Provaste terrore, un assaggio del panico che presto avreste scatenato sul mondo intero e che avrebbe schiacciato ogni cosa nella sua morsa di tenebra e disperazione.

Strane voci assalivano le vostre menti, richiami di un’era passata in cui l’uomo non era né cacciatore né preda, ma cibo e nutrimento per incubi indomiti che, dopo eoni di latenza immemore, riaffioravano alla coscienza.

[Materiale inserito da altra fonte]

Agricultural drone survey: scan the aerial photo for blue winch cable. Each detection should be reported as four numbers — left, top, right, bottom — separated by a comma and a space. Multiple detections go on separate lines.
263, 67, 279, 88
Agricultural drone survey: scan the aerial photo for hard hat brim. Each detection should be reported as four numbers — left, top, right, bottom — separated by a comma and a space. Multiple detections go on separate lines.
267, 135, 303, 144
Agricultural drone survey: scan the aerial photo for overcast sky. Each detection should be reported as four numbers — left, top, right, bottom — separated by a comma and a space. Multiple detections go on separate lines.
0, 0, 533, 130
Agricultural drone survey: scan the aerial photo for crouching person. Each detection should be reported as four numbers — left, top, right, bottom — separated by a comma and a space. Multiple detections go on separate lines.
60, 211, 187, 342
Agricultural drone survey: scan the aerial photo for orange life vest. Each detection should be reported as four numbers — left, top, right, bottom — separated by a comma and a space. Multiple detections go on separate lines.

Dopo che si fu fatto voce, l’orrore prese forma, un sembiante effimero ma sufficiente ad assalire i vostri fragili esseri, a tormentarli con immagini tali che la guerra appariva sopportabile al confronto. Foste oggetto di scherno, tu e i tuoi compagni, come marionette, le vostre anime furono soggiogate a invisibili catene in grado di costringervi all’immobilità di ogni pensiero, all’inesistenza, pur concedendovi una forma di coscienza.

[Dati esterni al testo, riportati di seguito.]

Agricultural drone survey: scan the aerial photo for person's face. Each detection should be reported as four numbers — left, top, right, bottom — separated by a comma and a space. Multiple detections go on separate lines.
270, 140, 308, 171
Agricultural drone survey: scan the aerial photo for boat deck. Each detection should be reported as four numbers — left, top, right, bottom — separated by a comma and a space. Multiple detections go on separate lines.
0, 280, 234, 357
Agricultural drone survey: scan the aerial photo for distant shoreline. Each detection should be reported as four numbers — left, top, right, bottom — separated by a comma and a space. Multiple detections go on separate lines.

Tu fosti in grado di reagire, tuo era il destino del demone.

Imbracciasti il fucile e facesti fuoco sulle ombre che cercavano di piegare il tuo animo. L’acciaio del proiettile, il nulla di quelle forme. La carne dei tuoi compagni. Una granata sull’uniforme di uno di loro.

Esplosione.

Nere rocce di basalto che s’infrangono sulle pareti della caverna. Scintillio di pietre che balenano tra le fiamme come occhi insanguinati. Ombre si disegnano e prendono vita su quei muri che luce non conoscevano. Poi il buio.

Silenzio.

Silenzio che incalza strisciando da un pozzo precedentemente sigillato, una tenebra capace di assorbire ogni luce, di annientare ogni animo. Un incubo che tu stesso, nelle vesti d’inconsapevole sacerdote evocatore, avevi riportato a una parvenza di vita. Una forza che reclamava a sé le singole energie degli uomini, le loro speranze e i loro sogni, per piegarli e renderli simili a sé stessa.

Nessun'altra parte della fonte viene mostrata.